「僕は基本的に、《男は愚か。女は美しい》と思っていて。」

スランプの原因は「自意識過剰」?

俳優だけでなく、映画監督や脚本家だって、クリエイティブな仕事にはこういう悩みがつきものなのでしょう。でも「悩む」ことが、創造につながっているのかもしれません。

ある監督さんが、「書きたいものがない」「書けない」という状態が積もり積もって、ある時、そこからなにかがこぼれだす瞬間がある。それを待つしかないと言っていました。だから、ひたすら向き合い続けるしかない、と。なるほど、と思いました。

スランプの原因はいろいろあると思いますが、「自意識過剰」はそのひとつかもしれません。映画『先生、私の隣に座っていただけませんか?』で僕が演じている漫画家の俊夫も、そんな一面があります。

俊夫は結婚5年目で、黒木華さん演じる妻の佐和子も漫画家です。彼はかつてヒット作を世に出しましたが、スランプに陥り、今では佐和子のほうが売れっ子。
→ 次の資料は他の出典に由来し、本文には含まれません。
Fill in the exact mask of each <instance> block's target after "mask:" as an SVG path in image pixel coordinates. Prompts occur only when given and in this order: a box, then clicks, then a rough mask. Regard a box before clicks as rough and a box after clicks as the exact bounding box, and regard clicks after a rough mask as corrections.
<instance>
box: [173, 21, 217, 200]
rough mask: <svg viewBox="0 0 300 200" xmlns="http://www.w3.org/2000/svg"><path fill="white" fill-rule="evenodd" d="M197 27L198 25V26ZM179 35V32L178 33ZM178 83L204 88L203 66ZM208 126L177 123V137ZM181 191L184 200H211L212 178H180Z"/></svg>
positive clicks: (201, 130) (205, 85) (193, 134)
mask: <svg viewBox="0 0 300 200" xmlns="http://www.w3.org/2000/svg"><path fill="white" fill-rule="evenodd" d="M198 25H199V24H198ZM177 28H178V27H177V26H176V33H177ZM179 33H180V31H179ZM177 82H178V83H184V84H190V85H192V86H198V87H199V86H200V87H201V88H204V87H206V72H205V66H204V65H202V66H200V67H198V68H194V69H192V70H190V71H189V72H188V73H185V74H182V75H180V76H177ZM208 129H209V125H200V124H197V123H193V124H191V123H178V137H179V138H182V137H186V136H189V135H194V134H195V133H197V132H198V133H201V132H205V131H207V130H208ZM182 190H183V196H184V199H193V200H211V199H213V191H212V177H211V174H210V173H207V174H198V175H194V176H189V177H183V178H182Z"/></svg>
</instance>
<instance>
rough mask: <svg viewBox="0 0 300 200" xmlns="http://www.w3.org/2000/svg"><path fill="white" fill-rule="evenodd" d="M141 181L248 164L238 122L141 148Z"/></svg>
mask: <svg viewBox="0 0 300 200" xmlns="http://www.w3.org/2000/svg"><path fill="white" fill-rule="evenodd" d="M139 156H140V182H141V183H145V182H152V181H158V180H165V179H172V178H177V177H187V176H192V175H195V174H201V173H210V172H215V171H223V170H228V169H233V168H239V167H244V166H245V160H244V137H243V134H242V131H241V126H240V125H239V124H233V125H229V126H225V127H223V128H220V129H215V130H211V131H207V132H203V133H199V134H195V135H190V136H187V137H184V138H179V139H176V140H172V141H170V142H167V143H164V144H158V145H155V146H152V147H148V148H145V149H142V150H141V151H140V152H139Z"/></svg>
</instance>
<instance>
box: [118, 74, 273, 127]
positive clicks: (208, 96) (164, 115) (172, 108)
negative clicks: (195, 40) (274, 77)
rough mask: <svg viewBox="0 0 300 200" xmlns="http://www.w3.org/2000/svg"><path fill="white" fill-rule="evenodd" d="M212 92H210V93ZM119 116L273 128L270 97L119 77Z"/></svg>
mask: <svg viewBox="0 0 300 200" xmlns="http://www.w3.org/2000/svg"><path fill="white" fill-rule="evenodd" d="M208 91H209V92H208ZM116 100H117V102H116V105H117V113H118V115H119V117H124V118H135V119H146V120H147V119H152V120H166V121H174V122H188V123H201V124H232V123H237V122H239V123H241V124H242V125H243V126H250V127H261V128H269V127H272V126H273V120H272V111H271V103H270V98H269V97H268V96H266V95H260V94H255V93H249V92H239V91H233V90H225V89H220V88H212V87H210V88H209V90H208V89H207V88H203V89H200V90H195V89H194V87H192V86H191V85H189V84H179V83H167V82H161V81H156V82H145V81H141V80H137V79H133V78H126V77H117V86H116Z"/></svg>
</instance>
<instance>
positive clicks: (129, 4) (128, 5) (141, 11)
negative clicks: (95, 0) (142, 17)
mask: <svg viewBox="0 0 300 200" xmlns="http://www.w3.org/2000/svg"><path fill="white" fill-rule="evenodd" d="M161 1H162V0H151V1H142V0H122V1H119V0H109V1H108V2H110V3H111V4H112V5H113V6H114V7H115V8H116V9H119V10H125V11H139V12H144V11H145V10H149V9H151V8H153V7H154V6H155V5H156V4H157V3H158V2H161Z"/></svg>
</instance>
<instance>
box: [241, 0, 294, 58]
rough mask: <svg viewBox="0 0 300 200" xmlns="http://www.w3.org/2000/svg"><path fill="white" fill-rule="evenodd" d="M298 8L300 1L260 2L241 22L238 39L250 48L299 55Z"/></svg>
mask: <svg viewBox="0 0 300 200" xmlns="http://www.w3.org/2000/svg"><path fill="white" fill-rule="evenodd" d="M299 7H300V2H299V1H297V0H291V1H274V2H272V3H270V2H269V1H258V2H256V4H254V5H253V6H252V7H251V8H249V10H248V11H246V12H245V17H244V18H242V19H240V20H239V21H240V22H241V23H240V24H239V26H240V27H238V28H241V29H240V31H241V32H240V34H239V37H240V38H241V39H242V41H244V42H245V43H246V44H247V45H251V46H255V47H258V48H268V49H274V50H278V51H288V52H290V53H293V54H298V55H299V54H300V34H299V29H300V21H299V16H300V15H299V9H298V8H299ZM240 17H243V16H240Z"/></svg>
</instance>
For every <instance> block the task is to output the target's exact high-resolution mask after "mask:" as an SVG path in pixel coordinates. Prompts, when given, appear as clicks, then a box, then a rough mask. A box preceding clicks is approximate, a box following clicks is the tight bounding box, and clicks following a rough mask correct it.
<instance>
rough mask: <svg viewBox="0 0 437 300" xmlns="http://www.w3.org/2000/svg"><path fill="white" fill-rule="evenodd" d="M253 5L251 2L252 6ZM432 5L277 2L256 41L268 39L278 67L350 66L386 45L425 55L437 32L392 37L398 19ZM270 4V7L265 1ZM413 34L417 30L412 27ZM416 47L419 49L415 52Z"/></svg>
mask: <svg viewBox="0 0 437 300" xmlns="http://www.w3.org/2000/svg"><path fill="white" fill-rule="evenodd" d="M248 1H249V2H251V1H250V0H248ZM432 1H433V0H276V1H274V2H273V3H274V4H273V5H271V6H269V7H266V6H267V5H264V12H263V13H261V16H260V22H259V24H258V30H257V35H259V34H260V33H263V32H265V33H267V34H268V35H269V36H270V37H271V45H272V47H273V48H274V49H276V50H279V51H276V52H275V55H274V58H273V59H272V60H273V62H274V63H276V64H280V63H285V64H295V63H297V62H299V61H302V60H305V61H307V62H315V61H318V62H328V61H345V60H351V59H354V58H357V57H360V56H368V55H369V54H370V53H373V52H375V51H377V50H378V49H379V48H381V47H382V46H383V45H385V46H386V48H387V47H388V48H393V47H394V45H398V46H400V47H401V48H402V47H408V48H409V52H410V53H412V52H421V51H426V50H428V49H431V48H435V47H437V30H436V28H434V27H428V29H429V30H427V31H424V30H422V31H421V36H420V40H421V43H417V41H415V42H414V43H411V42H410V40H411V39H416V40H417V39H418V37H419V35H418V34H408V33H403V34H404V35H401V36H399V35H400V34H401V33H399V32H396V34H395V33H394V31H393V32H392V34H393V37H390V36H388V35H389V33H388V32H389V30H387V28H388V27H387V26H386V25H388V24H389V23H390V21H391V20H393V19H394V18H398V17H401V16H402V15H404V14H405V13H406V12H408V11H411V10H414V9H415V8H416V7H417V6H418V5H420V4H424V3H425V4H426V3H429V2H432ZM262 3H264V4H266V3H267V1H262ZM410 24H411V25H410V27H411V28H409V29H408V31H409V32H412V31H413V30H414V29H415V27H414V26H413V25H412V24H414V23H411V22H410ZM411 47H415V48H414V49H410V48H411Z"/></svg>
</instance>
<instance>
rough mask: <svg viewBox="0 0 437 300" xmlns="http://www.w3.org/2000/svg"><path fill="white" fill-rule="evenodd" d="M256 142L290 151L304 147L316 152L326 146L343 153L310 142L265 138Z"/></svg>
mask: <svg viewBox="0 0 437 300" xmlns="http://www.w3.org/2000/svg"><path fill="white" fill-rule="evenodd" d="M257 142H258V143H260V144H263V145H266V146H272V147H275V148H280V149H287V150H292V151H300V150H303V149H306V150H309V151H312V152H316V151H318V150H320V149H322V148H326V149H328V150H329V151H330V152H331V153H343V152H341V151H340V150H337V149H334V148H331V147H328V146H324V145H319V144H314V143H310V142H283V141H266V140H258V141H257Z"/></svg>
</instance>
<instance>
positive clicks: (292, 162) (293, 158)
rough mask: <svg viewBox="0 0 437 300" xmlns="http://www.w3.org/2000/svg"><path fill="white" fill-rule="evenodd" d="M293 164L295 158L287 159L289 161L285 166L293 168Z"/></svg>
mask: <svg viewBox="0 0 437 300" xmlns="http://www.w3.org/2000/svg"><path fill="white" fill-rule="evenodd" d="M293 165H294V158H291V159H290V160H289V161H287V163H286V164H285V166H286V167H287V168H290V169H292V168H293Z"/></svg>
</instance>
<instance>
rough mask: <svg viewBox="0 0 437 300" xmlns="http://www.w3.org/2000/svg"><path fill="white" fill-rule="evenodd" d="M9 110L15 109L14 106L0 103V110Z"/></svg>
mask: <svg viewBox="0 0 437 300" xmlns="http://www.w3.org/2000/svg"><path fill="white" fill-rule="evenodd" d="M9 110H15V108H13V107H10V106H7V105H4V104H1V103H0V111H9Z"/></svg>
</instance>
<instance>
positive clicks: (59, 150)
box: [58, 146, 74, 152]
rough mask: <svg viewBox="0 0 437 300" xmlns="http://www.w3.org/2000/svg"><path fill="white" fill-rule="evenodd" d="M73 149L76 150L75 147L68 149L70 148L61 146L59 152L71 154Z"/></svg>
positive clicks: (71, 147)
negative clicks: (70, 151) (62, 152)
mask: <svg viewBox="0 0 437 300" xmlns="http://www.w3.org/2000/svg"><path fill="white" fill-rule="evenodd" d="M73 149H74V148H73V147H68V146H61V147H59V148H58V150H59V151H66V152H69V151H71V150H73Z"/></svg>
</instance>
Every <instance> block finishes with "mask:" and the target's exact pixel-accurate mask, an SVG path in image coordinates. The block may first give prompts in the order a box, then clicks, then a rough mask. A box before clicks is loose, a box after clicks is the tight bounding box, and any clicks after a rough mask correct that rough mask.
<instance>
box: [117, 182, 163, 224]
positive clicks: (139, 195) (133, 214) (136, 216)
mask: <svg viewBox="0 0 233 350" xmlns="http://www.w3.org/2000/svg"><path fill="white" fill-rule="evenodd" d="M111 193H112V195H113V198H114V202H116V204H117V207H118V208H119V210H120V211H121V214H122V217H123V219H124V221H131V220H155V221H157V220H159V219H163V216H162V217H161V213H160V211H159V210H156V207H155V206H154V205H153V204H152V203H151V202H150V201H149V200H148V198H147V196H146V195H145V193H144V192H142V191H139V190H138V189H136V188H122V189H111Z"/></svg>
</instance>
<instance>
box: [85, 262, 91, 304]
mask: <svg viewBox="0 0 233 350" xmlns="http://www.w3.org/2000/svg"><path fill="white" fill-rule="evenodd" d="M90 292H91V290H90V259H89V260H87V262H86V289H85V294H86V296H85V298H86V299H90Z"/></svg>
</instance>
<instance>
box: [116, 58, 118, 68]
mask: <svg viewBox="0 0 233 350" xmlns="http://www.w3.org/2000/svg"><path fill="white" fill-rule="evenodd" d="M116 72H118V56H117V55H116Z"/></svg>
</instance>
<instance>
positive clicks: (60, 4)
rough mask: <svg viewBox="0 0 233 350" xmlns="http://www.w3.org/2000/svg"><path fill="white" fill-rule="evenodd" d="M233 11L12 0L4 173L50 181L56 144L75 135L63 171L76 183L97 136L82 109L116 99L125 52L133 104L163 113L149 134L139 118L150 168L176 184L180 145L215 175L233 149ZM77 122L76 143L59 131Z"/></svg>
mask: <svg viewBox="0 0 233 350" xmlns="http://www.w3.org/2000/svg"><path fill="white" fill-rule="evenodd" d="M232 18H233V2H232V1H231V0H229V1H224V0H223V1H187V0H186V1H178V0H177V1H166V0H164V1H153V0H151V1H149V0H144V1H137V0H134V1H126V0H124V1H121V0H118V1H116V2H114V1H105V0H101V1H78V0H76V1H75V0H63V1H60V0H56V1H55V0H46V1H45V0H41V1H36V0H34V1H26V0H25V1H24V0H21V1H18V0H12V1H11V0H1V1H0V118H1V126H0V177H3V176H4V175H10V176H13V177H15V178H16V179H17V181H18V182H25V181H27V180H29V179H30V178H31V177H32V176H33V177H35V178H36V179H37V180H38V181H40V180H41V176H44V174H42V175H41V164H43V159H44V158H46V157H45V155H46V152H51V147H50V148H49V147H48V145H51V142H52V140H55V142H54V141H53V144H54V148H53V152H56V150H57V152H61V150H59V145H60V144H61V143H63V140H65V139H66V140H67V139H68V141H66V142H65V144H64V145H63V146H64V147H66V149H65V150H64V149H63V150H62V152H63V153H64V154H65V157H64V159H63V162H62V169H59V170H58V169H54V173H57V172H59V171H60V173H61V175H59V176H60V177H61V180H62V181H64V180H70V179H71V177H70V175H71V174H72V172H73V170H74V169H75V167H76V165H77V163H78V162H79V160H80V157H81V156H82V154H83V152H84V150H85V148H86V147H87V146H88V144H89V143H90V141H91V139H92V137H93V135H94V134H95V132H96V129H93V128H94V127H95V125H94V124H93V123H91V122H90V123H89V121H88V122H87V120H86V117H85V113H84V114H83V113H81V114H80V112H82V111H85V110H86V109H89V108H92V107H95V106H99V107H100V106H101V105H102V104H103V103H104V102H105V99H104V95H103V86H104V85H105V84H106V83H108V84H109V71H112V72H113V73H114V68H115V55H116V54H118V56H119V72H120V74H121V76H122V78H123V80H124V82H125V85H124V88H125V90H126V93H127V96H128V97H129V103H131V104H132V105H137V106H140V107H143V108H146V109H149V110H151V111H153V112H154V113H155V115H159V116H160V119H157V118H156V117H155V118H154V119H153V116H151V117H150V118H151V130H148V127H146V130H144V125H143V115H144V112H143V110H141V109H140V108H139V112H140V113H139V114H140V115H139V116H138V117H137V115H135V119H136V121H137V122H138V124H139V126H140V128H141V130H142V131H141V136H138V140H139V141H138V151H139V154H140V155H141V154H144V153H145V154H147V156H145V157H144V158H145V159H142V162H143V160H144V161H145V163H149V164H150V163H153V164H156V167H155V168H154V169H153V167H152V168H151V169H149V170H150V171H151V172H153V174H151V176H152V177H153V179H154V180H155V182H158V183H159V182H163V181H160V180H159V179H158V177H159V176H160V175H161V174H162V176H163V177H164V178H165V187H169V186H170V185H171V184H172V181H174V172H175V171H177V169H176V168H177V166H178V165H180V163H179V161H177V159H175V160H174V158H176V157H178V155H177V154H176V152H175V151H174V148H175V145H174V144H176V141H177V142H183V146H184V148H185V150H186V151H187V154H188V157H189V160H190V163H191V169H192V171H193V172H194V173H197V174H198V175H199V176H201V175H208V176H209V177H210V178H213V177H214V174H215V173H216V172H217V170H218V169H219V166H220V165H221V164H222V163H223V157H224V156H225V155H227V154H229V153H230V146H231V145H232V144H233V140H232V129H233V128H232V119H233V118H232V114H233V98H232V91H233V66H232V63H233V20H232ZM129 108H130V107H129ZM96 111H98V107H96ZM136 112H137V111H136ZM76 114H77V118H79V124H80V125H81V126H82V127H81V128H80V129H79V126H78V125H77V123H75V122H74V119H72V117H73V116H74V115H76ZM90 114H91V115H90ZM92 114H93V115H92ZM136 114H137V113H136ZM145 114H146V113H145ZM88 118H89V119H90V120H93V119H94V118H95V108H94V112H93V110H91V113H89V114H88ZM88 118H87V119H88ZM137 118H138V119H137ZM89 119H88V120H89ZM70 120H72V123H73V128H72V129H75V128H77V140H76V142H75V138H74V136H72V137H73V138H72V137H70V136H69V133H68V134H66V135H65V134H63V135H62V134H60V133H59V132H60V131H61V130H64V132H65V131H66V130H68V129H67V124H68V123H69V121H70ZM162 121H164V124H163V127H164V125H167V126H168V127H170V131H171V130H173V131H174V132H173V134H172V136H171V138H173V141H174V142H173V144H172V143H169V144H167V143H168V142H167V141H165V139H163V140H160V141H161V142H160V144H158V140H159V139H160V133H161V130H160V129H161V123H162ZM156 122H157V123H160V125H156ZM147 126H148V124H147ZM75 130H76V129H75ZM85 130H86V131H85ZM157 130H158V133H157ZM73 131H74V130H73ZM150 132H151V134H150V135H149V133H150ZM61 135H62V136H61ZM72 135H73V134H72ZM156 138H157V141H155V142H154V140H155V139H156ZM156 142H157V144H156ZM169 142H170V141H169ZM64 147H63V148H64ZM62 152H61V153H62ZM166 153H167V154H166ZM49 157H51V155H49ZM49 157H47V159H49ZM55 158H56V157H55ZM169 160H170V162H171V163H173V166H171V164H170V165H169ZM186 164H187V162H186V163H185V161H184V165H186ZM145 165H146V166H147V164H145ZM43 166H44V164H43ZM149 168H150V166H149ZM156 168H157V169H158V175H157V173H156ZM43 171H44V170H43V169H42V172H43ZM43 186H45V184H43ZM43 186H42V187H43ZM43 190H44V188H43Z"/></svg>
時々、佐和子のアシスタントをするくらいで、しばらく自分の漫画を描いていません。

俊夫にとって、次の作品に期待するファンや出版社からのプレッシャーは、ものすごく大きいんでしょうね。アイデアのかけらが見つかった気がして、いざ原稿に向かおうとしても、自分が何を描けるのかがわからない。そういう心理状態は、僕もけっこう身近に感じられます。